At some point that habit just went away. I grew a callous about competition, learning to enjoy the victories without getting devastated by defeat. This has gone on through a long career as an athlete and now as a coach. I even forgot that crying after a loss was an option. There's always a deep sadness, followed by a slow regeneration of the competitive fire, so that within a couple days the scab has hardened and I can start thinking about the next big competition. That's why I love to compete -- it's the highest and lowest you can feel, but you always come out of it stronger and more resilient.
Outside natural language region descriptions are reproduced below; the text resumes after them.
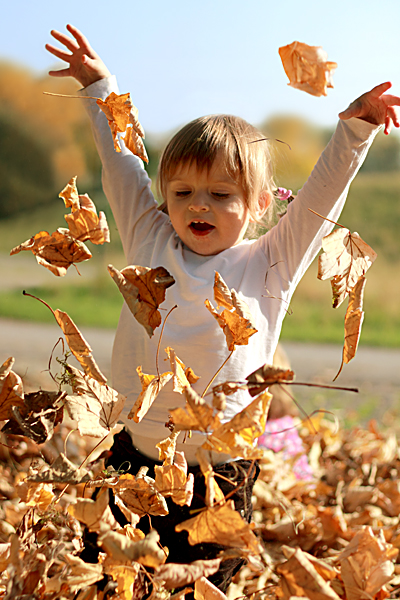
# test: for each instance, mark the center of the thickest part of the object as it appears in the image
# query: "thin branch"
(217, 373)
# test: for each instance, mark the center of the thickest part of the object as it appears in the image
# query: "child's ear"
(263, 202)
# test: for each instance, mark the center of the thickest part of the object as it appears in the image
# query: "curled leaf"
(151, 387)
(143, 290)
(345, 259)
(307, 68)
(96, 407)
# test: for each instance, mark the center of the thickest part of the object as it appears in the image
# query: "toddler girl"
(215, 177)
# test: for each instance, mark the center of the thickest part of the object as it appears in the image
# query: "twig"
(217, 373)
(159, 341)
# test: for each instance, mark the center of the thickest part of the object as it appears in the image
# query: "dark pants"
(124, 455)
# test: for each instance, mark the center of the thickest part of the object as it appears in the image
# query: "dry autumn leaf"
(143, 290)
(345, 259)
(146, 552)
(235, 320)
(307, 68)
(83, 222)
(352, 322)
(221, 525)
(11, 389)
(94, 406)
(367, 564)
(140, 495)
(122, 117)
(175, 575)
(151, 387)
(57, 252)
(266, 376)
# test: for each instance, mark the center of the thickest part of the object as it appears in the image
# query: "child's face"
(207, 208)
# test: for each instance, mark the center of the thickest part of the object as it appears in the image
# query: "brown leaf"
(301, 578)
(61, 471)
(352, 322)
(151, 387)
(265, 376)
(140, 495)
(221, 525)
(95, 514)
(175, 575)
(143, 290)
(345, 259)
(120, 548)
(122, 117)
(36, 418)
(56, 252)
(366, 564)
(79, 346)
(11, 390)
(173, 480)
(307, 68)
(197, 415)
(95, 406)
(182, 376)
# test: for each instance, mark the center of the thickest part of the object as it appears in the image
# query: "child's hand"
(84, 64)
(375, 107)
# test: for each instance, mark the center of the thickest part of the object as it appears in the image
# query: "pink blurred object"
(281, 435)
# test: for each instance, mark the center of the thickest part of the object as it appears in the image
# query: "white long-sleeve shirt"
(284, 253)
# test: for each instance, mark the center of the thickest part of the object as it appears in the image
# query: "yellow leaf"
(307, 68)
(143, 290)
(151, 386)
(345, 259)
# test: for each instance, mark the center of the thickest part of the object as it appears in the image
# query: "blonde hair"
(244, 148)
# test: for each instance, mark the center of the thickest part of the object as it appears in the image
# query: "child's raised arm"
(84, 63)
(375, 107)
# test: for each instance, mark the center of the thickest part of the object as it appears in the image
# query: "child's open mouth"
(200, 227)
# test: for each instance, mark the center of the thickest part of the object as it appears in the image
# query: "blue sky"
(182, 58)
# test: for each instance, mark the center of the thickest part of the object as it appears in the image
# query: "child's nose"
(199, 202)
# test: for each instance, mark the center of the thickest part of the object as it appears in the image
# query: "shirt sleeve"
(295, 241)
(125, 181)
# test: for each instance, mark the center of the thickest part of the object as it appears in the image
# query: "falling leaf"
(175, 575)
(221, 525)
(301, 578)
(237, 436)
(146, 552)
(140, 495)
(11, 390)
(122, 117)
(367, 564)
(345, 259)
(172, 480)
(143, 290)
(61, 471)
(151, 387)
(205, 590)
(95, 514)
(94, 406)
(182, 376)
(197, 415)
(38, 415)
(56, 252)
(266, 376)
(353, 322)
(79, 346)
(307, 68)
(236, 320)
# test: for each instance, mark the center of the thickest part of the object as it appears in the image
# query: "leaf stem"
(159, 341)
(217, 373)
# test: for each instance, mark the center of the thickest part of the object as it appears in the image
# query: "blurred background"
(179, 60)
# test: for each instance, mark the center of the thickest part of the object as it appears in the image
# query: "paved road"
(31, 345)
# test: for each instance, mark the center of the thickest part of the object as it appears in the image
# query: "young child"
(214, 181)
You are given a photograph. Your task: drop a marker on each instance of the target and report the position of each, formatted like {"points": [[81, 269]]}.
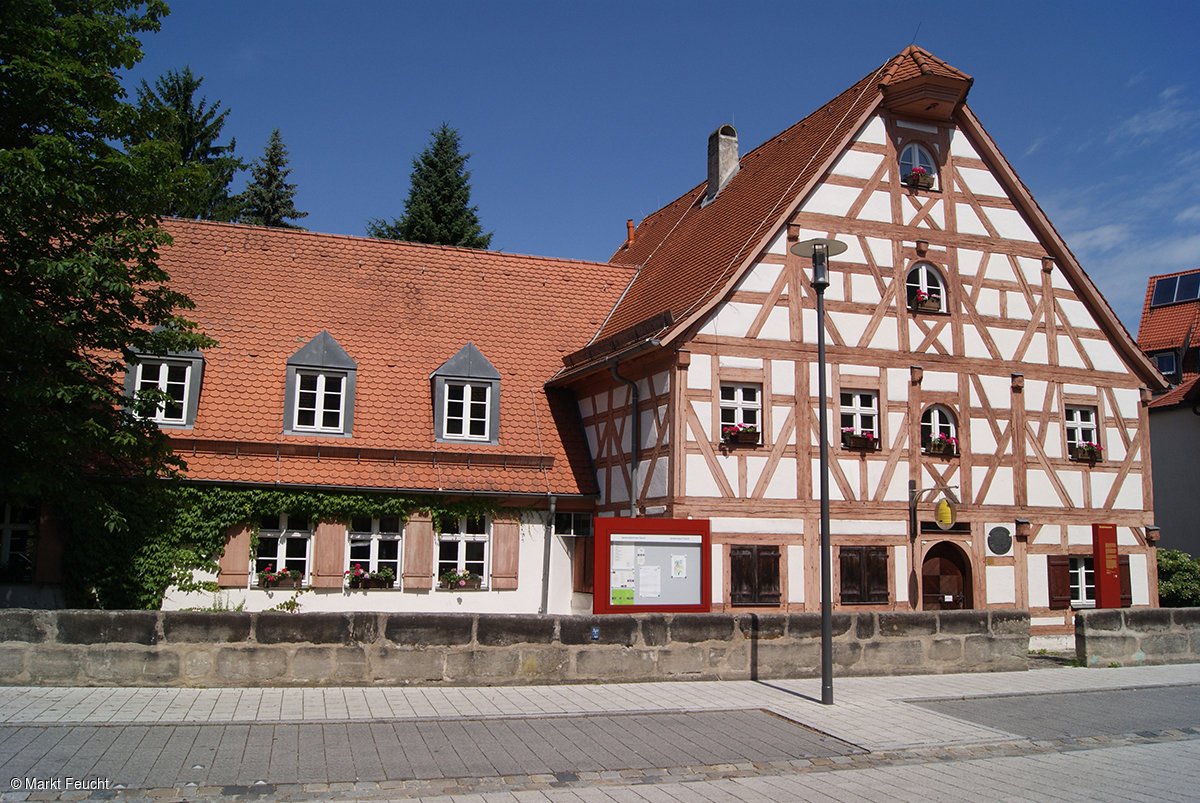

But I cried pretty hard the other night. Dramatically. Didn't see it coming. The best runner I ever coached, a kid who was on a course to compete for the state championship next week, came down with a major case of the flu a week before last Saturday's Southern California championships. He couldn't train at all. Still very sick, he stepped to the line in two big races on Saturday and went for the win both times. I could see the pain on his face and the look of desperation as the energy drained from his legs. We've worked together four years. In that time he's won countless championships and set phenomenal records that will stand for a very long time. This wasn't how his high school career was supposed to end. One of these days I'll be the obnoxious guy at the end of the bar, bragging about how I used to coach that kid as he stands atop the Olympic podium. That's all in the future. I couldn't be more proud of how the kid fought, and how badly he wanted to achieve his goals. And that's something worth having a moment about.
The cycle begins anew. Cross country practice starts next season. Returning runners will log 35-40 minutes plus strides.